Die Ernährungswissenschaftlerin Sibylle Kranz (University of Virginia) hat kostenlose Testversionen mehrerer beliebter KI-Diät-Apps mit verschiedenen Profilen und Zielen genutzt. Die Apps erfassen Mahlzeiten per Sprache, Barcode oder Foto und liefern sofort Analysen zu Portionsgröße und Nährstoffen. Kranz' Bilanz: bequem, aber möglicherweise ungenau.
Eine Studie der University of Sydney screenete 800 Apps, wählte 18 aus und verglich manuelle Protokollierung mit KI-Bilderkennung. Bei manueller Eingabe wurde Energie für westliche Diäten um durchschnittlich 1040 kJ überschätzt, für asiatische um 1520 kJ unterschätzt. Von sieben KI-Apps erreichten MyFitnessPal und Fastic die höchste Genauigkeit (97 % bzw. 92 %), doch automatische Energie-Schätzungen blieben ungenau.
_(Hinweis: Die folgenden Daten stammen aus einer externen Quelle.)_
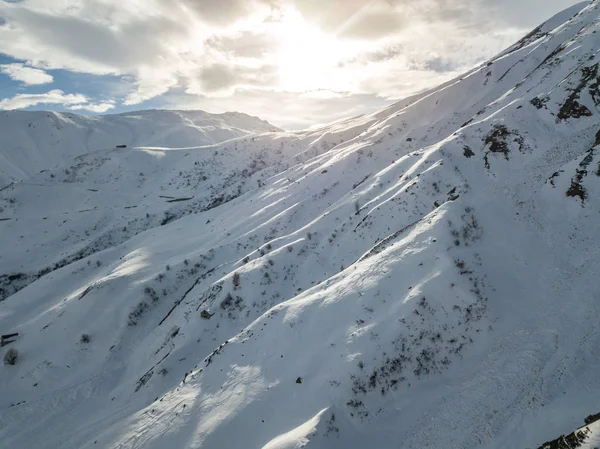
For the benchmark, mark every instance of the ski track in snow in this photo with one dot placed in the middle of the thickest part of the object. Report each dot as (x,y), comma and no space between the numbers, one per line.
(421,277)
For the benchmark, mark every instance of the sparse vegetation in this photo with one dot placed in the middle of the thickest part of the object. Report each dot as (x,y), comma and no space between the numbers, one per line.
(11,356)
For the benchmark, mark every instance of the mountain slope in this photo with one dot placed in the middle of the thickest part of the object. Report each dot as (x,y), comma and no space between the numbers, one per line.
(424,276)
(34,141)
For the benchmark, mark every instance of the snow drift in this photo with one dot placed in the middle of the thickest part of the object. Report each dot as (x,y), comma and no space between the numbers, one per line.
(422,277)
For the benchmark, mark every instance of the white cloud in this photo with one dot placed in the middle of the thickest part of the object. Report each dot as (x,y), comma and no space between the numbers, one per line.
(55,96)
(217,48)
(27,75)
(98,108)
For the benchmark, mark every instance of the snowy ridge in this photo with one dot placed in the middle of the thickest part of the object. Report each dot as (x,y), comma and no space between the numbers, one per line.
(34,141)
(422,277)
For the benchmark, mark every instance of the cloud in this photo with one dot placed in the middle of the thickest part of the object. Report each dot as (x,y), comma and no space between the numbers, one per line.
(26,75)
(221,48)
(98,108)
(222,77)
(55,96)
(243,44)
(284,109)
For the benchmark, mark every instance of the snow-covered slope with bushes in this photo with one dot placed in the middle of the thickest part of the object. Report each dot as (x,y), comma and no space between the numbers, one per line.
(31,142)
(422,277)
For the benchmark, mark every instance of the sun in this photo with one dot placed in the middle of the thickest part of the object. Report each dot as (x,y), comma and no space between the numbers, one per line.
(308,58)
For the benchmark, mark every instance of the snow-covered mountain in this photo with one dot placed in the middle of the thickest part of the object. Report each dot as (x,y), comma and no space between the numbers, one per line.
(34,141)
(422,277)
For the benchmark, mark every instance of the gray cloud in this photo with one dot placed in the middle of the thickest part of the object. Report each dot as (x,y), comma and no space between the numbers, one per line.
(219,77)
(224,47)
(244,44)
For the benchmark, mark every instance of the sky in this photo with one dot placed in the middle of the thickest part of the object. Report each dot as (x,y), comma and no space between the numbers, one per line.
(295,63)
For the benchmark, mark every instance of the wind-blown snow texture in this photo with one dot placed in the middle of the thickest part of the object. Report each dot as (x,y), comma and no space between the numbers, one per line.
(423,277)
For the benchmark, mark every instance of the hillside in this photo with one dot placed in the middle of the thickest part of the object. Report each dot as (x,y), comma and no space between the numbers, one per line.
(31,142)
(421,277)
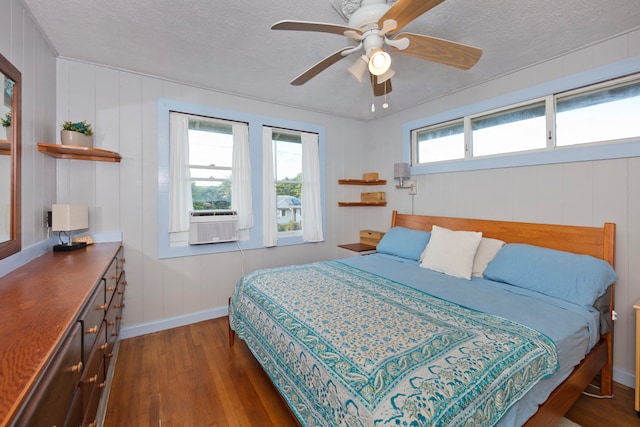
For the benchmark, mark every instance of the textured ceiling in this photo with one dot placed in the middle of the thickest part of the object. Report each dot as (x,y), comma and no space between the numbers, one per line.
(228,46)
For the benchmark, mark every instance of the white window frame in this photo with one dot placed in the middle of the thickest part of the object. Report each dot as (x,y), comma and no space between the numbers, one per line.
(256,123)
(629,147)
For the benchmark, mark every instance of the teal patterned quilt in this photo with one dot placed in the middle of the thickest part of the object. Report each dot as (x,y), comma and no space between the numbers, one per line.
(346,347)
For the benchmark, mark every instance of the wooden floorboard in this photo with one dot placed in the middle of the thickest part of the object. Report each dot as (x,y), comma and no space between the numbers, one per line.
(189,376)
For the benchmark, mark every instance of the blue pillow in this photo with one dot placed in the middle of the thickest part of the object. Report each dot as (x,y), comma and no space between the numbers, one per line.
(580,279)
(404,242)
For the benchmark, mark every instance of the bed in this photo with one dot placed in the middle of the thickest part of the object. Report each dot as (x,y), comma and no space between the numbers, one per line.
(414,335)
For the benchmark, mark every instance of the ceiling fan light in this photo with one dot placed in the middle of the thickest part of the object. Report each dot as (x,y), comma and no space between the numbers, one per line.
(358,68)
(385,76)
(380,62)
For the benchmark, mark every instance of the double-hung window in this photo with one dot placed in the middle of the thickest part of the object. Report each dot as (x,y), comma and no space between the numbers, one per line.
(206,170)
(212,159)
(291,186)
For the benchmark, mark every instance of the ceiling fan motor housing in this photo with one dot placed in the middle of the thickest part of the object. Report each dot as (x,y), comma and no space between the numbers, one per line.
(367,16)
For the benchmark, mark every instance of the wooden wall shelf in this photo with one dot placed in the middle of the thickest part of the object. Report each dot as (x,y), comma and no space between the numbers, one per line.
(343,204)
(78,153)
(361,182)
(5,147)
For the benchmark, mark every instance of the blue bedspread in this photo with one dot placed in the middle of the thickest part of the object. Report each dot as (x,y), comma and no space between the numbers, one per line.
(348,347)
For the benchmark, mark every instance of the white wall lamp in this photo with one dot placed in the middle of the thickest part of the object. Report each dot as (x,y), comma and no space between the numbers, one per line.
(68,218)
(402,173)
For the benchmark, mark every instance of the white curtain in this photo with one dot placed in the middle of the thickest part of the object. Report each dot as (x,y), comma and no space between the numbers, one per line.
(241,179)
(311,194)
(269,206)
(180,200)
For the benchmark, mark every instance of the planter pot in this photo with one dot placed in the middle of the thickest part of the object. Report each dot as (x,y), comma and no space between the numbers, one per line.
(69,137)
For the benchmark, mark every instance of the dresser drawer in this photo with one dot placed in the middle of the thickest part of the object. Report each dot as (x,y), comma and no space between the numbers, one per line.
(93,375)
(92,387)
(52,397)
(111,280)
(75,414)
(91,320)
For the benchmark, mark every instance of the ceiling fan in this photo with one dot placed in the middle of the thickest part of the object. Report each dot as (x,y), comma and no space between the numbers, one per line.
(374,25)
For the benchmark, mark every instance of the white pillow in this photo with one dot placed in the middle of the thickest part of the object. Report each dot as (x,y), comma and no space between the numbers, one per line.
(451,252)
(487,250)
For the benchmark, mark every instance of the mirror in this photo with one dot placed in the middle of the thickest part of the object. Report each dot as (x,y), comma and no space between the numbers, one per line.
(10,145)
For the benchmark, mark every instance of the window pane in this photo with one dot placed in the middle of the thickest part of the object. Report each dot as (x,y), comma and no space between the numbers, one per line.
(603,115)
(511,131)
(288,160)
(210,157)
(440,143)
(288,174)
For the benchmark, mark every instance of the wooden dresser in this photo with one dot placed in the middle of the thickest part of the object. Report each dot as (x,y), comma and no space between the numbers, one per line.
(59,322)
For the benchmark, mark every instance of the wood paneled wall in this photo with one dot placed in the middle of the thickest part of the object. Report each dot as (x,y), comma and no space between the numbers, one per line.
(581,193)
(123,108)
(22,42)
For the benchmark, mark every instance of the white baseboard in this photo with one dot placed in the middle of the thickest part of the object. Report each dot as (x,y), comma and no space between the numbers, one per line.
(624,378)
(172,322)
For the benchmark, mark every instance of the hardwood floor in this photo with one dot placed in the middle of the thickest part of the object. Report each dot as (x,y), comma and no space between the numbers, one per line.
(189,376)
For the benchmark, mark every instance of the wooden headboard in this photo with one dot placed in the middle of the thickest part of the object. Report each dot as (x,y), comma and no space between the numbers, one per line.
(595,241)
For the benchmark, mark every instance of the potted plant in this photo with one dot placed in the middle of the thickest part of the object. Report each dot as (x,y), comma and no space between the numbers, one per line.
(79,134)
(6,123)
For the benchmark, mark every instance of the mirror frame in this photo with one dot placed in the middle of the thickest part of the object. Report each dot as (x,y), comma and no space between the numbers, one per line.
(14,244)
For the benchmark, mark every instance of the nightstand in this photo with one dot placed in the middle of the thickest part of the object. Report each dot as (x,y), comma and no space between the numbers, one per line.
(636,306)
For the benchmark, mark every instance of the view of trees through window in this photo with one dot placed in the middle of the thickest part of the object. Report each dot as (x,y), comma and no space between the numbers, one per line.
(210,157)
(287,156)
(601,113)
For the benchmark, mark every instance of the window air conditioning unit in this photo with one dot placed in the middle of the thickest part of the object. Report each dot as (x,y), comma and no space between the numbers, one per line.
(213,226)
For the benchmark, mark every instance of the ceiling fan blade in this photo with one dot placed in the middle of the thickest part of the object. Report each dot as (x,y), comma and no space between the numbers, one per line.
(405,11)
(438,50)
(380,89)
(319,67)
(319,27)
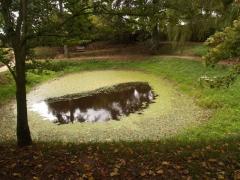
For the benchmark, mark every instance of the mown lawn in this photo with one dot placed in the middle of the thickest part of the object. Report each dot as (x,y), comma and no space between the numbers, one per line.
(208,151)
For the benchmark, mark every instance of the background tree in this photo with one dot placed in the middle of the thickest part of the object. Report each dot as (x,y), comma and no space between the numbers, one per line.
(22,23)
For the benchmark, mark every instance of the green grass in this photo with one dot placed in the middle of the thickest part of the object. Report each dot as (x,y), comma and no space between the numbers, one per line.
(225,122)
(217,138)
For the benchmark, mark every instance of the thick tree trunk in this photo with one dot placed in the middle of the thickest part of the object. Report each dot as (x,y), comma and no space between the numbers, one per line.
(23,132)
(66,52)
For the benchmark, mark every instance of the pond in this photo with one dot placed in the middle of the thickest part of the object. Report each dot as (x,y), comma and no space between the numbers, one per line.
(168,114)
(104,104)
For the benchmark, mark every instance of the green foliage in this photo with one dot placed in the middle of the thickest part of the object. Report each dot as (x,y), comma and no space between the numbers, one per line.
(224,122)
(224,45)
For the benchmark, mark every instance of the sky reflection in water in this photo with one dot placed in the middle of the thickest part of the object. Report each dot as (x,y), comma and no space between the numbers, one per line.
(98,107)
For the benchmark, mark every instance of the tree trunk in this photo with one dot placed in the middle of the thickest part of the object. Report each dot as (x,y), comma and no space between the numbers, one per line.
(66,53)
(23,132)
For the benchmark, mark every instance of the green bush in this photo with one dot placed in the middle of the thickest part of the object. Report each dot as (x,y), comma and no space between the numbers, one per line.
(224,45)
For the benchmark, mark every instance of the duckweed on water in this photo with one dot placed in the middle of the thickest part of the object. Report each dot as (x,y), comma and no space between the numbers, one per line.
(171,113)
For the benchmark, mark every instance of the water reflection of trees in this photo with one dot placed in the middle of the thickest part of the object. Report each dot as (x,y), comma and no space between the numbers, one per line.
(101,107)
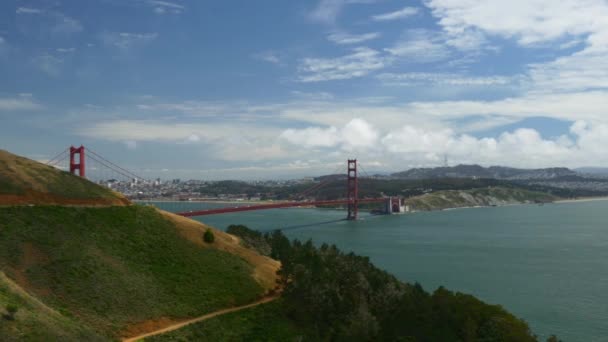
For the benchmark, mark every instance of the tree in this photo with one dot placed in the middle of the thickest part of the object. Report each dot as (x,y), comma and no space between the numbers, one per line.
(208,237)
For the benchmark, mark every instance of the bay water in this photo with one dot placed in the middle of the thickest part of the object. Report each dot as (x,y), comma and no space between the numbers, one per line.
(546,264)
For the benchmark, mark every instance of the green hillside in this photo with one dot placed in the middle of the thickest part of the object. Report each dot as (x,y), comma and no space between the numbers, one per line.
(24,181)
(118,270)
(34,321)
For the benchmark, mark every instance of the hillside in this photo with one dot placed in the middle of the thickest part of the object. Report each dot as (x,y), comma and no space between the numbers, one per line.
(34,321)
(476,171)
(123,270)
(96,267)
(24,181)
(491,196)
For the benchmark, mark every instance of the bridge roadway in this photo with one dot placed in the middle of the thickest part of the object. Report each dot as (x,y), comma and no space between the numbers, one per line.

Eine weitere Studie testete vier foto-basierte Apps mit sorgfältig zubereiteten Mahlzeiten: Kalorien- und Fettangaben lagen im Schnitt ein Drittel zu niedrig, besonders bei fettreichen ketogenen Gerichten; Kohlenhydrate wurden konsistenter erfasst. Ursachen sind versteckte Zutaten wie Öl oder Dressings, die auf Fotos nicht sichtbar sind, sowie begrenzte Trainingsdaten für gemischte und kulturell vielfältige Gerichte. Für Nutzer*innen bedeutet das: Wer sich auf die App verlässt, kann deutlich mehr Kalorien aufnehmen als angezeigt – ein Risiko für Gewichtsmanagement und Gesundheit.